El pintor y grabador Vladimir Víktorovich Kibálchich Rusakov (1920-2005), Vlady, nació en Rusia, en plena revolución soviética, hijo de un reconocido escritor anarquista quien firmaba y se le conocía por el seudónimo de Víctor Serge.
La simpatía de su padre con el trotskismo llevó a ambos a un campo de concentración en Siberia, recluidos, y luego, en 1936, a refugiarse en diferentes países perseguidos por el estalinismo, mientras la esposa y madre permanecía en un hospital siquiátrico, afectada por los sucesos.
Después de vivir en Bélgica y Francia, en 1941, padre e hijo migran a varios países del Caribe y finalmente a México, dos años más tarde. Con una intensa actividad artística nacional e internacional, Vlady pasó el resto de su vida en México, y sus últimos años en Cuernavaca.
Este libro, Abrir los ojos para soñar, recoge numerosos y breves textos aislados de Vlady que constituyen mayormente una especie de filosofía estética o reflexiones del artista, gran parte de ellas fechadas en Cuernavaca durante la década de los noventa.
Uno de los escritos alude específicamente a un sitio de Morelos, aunque muchos otros lo hacen a nuestros más famosos muralistas: Diego Rivera, indisolublemente vinculado al Palacio de Cortés, Siqueiros, con su casa La Tallera, hoy museo, y Tamayo, quien asimismo vivió en esta ciudad.
Escuchemos a Vlady: “Domarzo, en Italia, no es un lugar, es una instancia. Un momento recurrente, como el ensueño y la imaginación, la obsesiva urgencia de eludir la realidad.

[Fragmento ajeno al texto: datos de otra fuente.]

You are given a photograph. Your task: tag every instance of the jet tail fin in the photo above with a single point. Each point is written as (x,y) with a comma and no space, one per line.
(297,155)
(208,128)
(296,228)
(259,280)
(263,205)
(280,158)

Transporta, por irrefrenable hábito, a otra cosa, a Palenque, a Monte Albán, a Xochicalco”.
Estas líneas se refieren a Cuernavaca: “Hoy vi otra cosa: la luz del jardín, sus colores sostenidos en temple, sombras, semisombras flotantes y difusas. Todo gravitando; los colores de hojarasca de buganvilia, tierras ligeras. Y ¿por qué es más interesante que la cara sea como una rosa, y el color evoque las luces del jardín?”
“La pintura mexicana de los treinta y cuarenta, expresada esencialmente en el muralismo, aún no es suficientemente conocida ni valorada, por ser vista como una expresión política, social, antropológica”.
“Diego dijo que la pintura mexicana no aportó formas nuevas, sino temas. Aunque Diego mismo tiene un estilo peculiar, fácilmente conocible, y Tamayo es inconfundible por sus formas arcaicas, ancladas en precortesianas.¿Cuántos admiradores de Diego y Tamayo les fueron inicialmente hostiles? El odio no es lo contrario del amor, decía un poeta, ¡lo es la indiferencia!”
“Yo veo que Diego existe sobre todo en sus frescos ¡soberanos por delicados y sencillos! Orozco es un nitzscheano vernáculo, impone su talento, aunque caiga gordo y pinte peor. Sus dibujos son reflexión siempre en ebullición. Me gustan muchísimo. Más que los malabares de Picasso (sin embargo ¡irresistibles!).Siqueiros. ¡Ay! Errático, obvio, declarativo, afanoso de notoriedad, él mismo su peor enemigo. Todas estas cosas pasan como el viento. Pero reventaba de talento e inquietud. Le faltaba profundidad. Su vanidad limitaba su reflexión. Era ignorante de lo más importante. Se dejaba llevar por un medio que, a semejanza del imperio de la moda, lo arrullaba en la fama. Y, sin embargo, sí tenía talento.¿Ideológicamente?, abominable, vulgar y totalmente errado. Su populismo, trasnochado y burocrático, sólo sirvió para avasallar el arte, como una variante patriotera de burocratismo estatal, ¡una versión del charrismo!”